Only now did I realise the full breadth of her spite. Merely killing me wasn’t enough, else she might have done it while I lay helpless under her knife. I had to be exposed as a thief and a traitor, my reputation torn to shreds in public, before my body was consigned to the gallows. Only then would her desire for revenge (and Theodora’s) be sated.
I wondered if Presidius was part of the plot, or just a useful straw man to set up against me. When we reached
Belisarius’ house, still blazing with light despite the lateness of the hour, I saw him waiting outside with a couple of Persian bodyguards. He was a balding, pot-bellied man, greasy of countenance and character, and avoided my eyes as the guards shoved me up the steps.
“Whatever they paid you,” I called out to him, “will not be enough to clear the taint from your soul if you give evidence against me. You know I did not steal your daggers, Presidius.”
He sniffed and looked away, fluttering his fat fingers.
I would get no help from that quarter. Antonina had bought his loyalty, and she had sufficient gold and silver to drown any man’s conscience.
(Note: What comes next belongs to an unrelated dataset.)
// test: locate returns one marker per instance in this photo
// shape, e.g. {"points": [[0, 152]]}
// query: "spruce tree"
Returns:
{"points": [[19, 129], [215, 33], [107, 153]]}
The hall glowed with light from rows of torches burning in sconces in the walls.
Belisarius and his captains were poring over a great pile of maps laid out on a table. Their armour was still smeared with blood and mud from the battle, and their competing voices had a faintly hysterical edge.
Antonina had no business being present at a council of war, but a couch had been set up for her beside her husband’s chair. She lounged on it, eyes half-closed, a faint smile playing on her lips as she listened to the men argue.
Her husband’s face resembled a death’s head. His eyes were hollow with exhaustion, skin yellow as old parchment, hand shaking as he stabbed at various points on a map of Rome. Sheer pride and strength of will were the only things holding him upright, and his voice quavered as it strained to be heard over the babble of his officers.
Their voices died away when Photius announced our presence by stamping his feet and raising his hand in salute. His mother’s eyes snapped open, and she sat upright on her couch. Curse the woman, but I believe she actually winked at me.
“Photius,” said Belisarius, rubbing his bristly jaw, his tired eyes flicking between me and my captors, “what is this? Why have you brought the faithful Coel here, loaded down with chains?”
“It gives me no joy to be here,” replied Photius, still standing stiffly to attention, “but there is one who can explain better than me.”
Presidius shuffled into the hall, followed by his Persian guards. They were big, striking men, with oiled and plaited beards and ornate armour, and wore curved scimitars at their hips. Hired, no doubt, with some of the tainted gold Antonina had tipped into his purse.
“Sir,” he trilled, mopping his sweating chops with a plump hand, “it grieves me to inform you that this officer, Coel,
has brought disgrace upon himself and the honour of Roman arms. Seven nights since, as I lay asleep in my quarters, I saw him steal into my bedchamber and remove a pair of golden daggers from my chest. The daggers were virtually all that remained of my fortune, the majority of which, as you know, I had to leave behind in Spoleto.”